Doctors on the Navajo Nation fear the human immunodeficiency virus (HIV) may become an epidemic on the reservation if education and prevention outreach efforts do not increase and prove effective.
Since 1999, new HIV cases on Navajo land have risen fivefold, and 47 Navajo residents were diagnosed with HIV in 2012, up 20 percent from 2011.
“I’m scared to death,” said Dr. Jonathan Iralu, an infectious disease physician based in Gallup, New Mexico, told The New York Times. “The numbers show there is a dangerous rise, and the time to act is now, before it’s too late.”
In the 1980s, AIDS took the remote Four Corners reservation by surprise. Men would walk in to clinics with a cough and die days later.
Early detection has increased. But the stigma still remains.
“They are afraid of rejection,” said Melvin Harrison, the executive director of the Navajo AIDS Network. Of the 65 people his group treats, the great majority keep their diagnosis a secret from family and friends, Harris said.
As a result, the disease continues to spread.
It was previously thought that Navajo residents were contracting HIV in outside towns, but now doctors suspect a worrisome trend: Navajo members are passing the infectious disease to one another.
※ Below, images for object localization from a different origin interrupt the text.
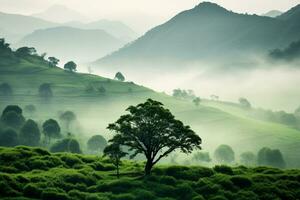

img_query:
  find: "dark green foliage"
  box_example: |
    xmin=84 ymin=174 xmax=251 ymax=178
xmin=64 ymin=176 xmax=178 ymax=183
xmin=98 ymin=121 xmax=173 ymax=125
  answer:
xmin=0 ymin=83 xmax=12 ymax=96
xmin=39 ymin=83 xmax=53 ymax=99
xmin=64 ymin=61 xmax=77 ymax=72
xmin=103 ymin=143 xmax=127 ymax=178
xmin=48 ymin=57 xmax=60 ymax=67
xmin=163 ymin=166 xmax=214 ymax=181
xmin=0 ymin=128 xmax=18 ymax=147
xmin=114 ymin=72 xmax=125 ymax=81
xmin=230 ymin=176 xmax=252 ymax=188
xmin=87 ymin=135 xmax=107 ymax=153
xmin=50 ymin=138 xmax=82 ymax=154
xmin=257 ymin=147 xmax=286 ymax=168
xmin=213 ymin=165 xmax=234 ymax=175
xmin=107 ymin=99 xmax=201 ymax=175
xmin=0 ymin=146 xmax=300 ymax=200
xmin=19 ymin=119 xmax=41 ymax=146
xmin=42 ymin=119 xmax=61 ymax=144
xmin=41 ymin=190 xmax=69 ymax=200
xmin=23 ymin=183 xmax=42 ymax=198
xmin=214 ymin=145 xmax=235 ymax=164
xmin=1 ymin=105 xmax=25 ymax=129
xmin=2 ymin=105 xmax=23 ymax=115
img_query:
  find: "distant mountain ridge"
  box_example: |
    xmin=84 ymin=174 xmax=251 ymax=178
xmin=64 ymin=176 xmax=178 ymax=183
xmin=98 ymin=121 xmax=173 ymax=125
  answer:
xmin=16 ymin=26 xmax=124 ymax=63
xmin=0 ymin=11 xmax=57 ymax=42
xmin=263 ymin=10 xmax=283 ymax=18
xmin=94 ymin=2 xmax=300 ymax=71
xmin=31 ymin=5 xmax=87 ymax=23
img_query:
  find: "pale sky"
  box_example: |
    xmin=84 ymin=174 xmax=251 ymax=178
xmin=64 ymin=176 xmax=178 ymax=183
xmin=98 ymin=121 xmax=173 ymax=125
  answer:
xmin=1 ymin=0 xmax=300 ymax=32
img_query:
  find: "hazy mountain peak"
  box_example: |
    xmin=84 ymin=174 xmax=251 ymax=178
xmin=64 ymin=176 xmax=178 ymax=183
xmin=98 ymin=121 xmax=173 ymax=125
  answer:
xmin=263 ymin=10 xmax=282 ymax=18
xmin=194 ymin=2 xmax=228 ymax=13
xmin=32 ymin=4 xmax=87 ymax=23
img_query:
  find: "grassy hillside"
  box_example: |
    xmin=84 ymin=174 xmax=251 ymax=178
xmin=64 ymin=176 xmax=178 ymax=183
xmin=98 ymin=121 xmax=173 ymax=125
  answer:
xmin=1 ymin=47 xmax=300 ymax=167
xmin=1 ymin=146 xmax=300 ymax=200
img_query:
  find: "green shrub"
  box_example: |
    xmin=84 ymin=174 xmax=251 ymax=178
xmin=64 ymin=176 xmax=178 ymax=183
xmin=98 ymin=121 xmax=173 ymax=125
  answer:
xmin=230 ymin=176 xmax=252 ymax=188
xmin=174 ymin=183 xmax=195 ymax=199
xmin=23 ymin=183 xmax=42 ymax=198
xmin=112 ymin=193 xmax=135 ymax=200
xmin=41 ymin=190 xmax=69 ymax=200
xmin=159 ymin=176 xmax=177 ymax=185
xmin=232 ymin=191 xmax=259 ymax=200
xmin=60 ymin=154 xmax=83 ymax=167
xmin=68 ymin=189 xmax=87 ymax=200
xmin=164 ymin=166 xmax=214 ymax=181
xmin=61 ymin=171 xmax=96 ymax=186
xmin=209 ymin=196 xmax=228 ymax=200
xmin=213 ymin=165 xmax=234 ymax=175
xmin=96 ymin=179 xmax=140 ymax=194
xmin=192 ymin=196 xmax=205 ymax=200
xmin=133 ymin=189 xmax=156 ymax=200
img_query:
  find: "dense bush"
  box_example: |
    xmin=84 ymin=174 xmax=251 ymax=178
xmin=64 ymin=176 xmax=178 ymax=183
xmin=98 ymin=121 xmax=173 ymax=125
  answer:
xmin=0 ymin=146 xmax=300 ymax=200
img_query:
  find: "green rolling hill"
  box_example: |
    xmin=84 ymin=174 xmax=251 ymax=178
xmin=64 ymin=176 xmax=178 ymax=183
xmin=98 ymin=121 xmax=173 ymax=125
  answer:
xmin=1 ymin=43 xmax=300 ymax=168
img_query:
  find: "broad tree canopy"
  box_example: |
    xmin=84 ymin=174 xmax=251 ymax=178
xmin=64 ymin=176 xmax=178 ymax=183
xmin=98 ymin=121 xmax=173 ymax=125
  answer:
xmin=107 ymin=99 xmax=202 ymax=175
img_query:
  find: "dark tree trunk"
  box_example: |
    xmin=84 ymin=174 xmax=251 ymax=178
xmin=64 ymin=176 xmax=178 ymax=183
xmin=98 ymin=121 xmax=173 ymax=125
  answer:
xmin=145 ymin=159 xmax=153 ymax=176
xmin=116 ymin=164 xmax=120 ymax=178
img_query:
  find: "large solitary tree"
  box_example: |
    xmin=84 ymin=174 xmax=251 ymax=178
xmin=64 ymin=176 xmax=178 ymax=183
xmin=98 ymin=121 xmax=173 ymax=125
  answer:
xmin=19 ymin=119 xmax=41 ymax=146
xmin=87 ymin=135 xmax=107 ymax=153
xmin=107 ymin=99 xmax=202 ymax=175
xmin=114 ymin=72 xmax=125 ymax=82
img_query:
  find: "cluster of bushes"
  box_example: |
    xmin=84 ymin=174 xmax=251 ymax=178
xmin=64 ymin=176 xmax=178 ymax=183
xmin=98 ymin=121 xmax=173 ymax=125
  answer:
xmin=0 ymin=146 xmax=300 ymax=200
xmin=0 ymin=105 xmax=108 ymax=156
xmin=191 ymin=144 xmax=286 ymax=168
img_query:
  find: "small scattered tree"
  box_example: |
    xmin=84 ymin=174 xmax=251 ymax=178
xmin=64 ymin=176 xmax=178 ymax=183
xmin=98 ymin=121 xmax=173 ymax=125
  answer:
xmin=214 ymin=144 xmax=235 ymax=164
xmin=98 ymin=86 xmax=106 ymax=94
xmin=64 ymin=61 xmax=77 ymax=72
xmin=15 ymin=47 xmax=37 ymax=56
xmin=193 ymin=97 xmax=201 ymax=106
xmin=257 ymin=147 xmax=286 ymax=168
xmin=59 ymin=111 xmax=76 ymax=131
xmin=19 ymin=119 xmax=41 ymax=146
xmin=1 ymin=105 xmax=25 ymax=129
xmin=24 ymin=105 xmax=36 ymax=116
xmin=39 ymin=83 xmax=53 ymax=100
xmin=0 ymin=83 xmax=13 ymax=96
xmin=42 ymin=119 xmax=61 ymax=145
xmin=239 ymin=98 xmax=251 ymax=109
xmin=87 ymin=135 xmax=107 ymax=153
xmin=107 ymin=99 xmax=202 ymax=175
xmin=114 ymin=72 xmax=125 ymax=81
xmin=0 ymin=128 xmax=18 ymax=147
xmin=103 ymin=143 xmax=127 ymax=178
xmin=48 ymin=57 xmax=59 ymax=67
xmin=50 ymin=138 xmax=82 ymax=154
xmin=193 ymin=152 xmax=212 ymax=163
xmin=240 ymin=152 xmax=256 ymax=166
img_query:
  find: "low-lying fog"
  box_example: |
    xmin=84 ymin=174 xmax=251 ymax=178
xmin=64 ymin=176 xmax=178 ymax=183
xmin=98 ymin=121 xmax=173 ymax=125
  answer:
xmin=91 ymin=58 xmax=300 ymax=112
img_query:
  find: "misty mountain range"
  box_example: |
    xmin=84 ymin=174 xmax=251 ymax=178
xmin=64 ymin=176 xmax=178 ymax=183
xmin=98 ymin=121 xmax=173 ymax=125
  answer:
xmin=94 ymin=2 xmax=300 ymax=71
xmin=0 ymin=5 xmax=138 ymax=63
xmin=16 ymin=26 xmax=124 ymax=63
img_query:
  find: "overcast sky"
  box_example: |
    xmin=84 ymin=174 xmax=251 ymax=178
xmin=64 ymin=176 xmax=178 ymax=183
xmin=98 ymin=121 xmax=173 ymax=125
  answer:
xmin=1 ymin=0 xmax=299 ymax=32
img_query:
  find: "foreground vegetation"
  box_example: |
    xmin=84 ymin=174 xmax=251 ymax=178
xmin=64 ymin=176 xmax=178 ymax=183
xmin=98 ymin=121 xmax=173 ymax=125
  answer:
xmin=1 ymin=146 xmax=300 ymax=200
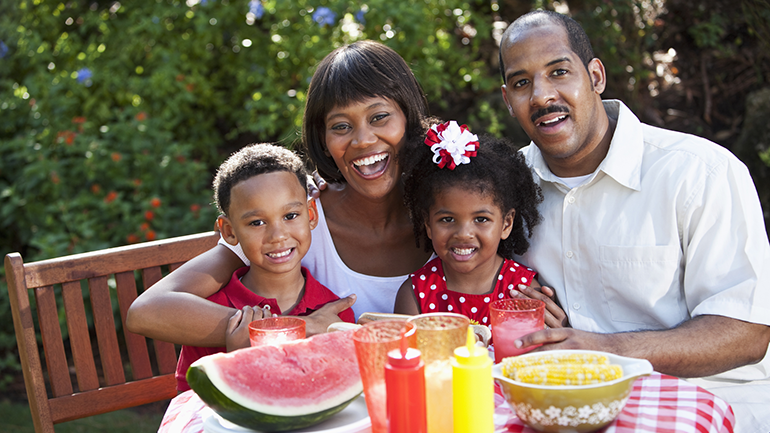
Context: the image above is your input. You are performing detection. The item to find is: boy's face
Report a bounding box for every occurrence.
[220,171,317,276]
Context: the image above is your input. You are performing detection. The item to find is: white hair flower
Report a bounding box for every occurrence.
[424,120,479,170]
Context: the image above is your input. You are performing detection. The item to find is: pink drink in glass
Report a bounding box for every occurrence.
[489,298,545,363]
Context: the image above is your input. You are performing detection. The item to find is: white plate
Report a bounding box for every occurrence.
[202,395,371,433]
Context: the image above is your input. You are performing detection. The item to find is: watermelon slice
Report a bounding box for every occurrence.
[187,330,363,432]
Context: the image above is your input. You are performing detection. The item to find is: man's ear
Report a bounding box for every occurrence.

“H.I.V. in Indian country is very different than the rest of the world,” Dr. Susan V. Karol, a member of the Tuscarora Indian Nation and Indian Health Service’s chief medical officer, told the Times. “Our communities are very small, and that can lead to people avoiding stigma, rather than getting the care they need.”
To reverse this trend and foster acceptance and open dialogue about HIV and AIDS, the tribe’s health department, the Navajo AIDS Network and Dr. Iralu’s clinic are all leading outreach efforts, running public service campaigns in Navajo, promoting awareness through social media, and distributing condoms.
“I’m afraid that if we wait too long,” Dr. Iralu said, “it could turn into a true epidemic.”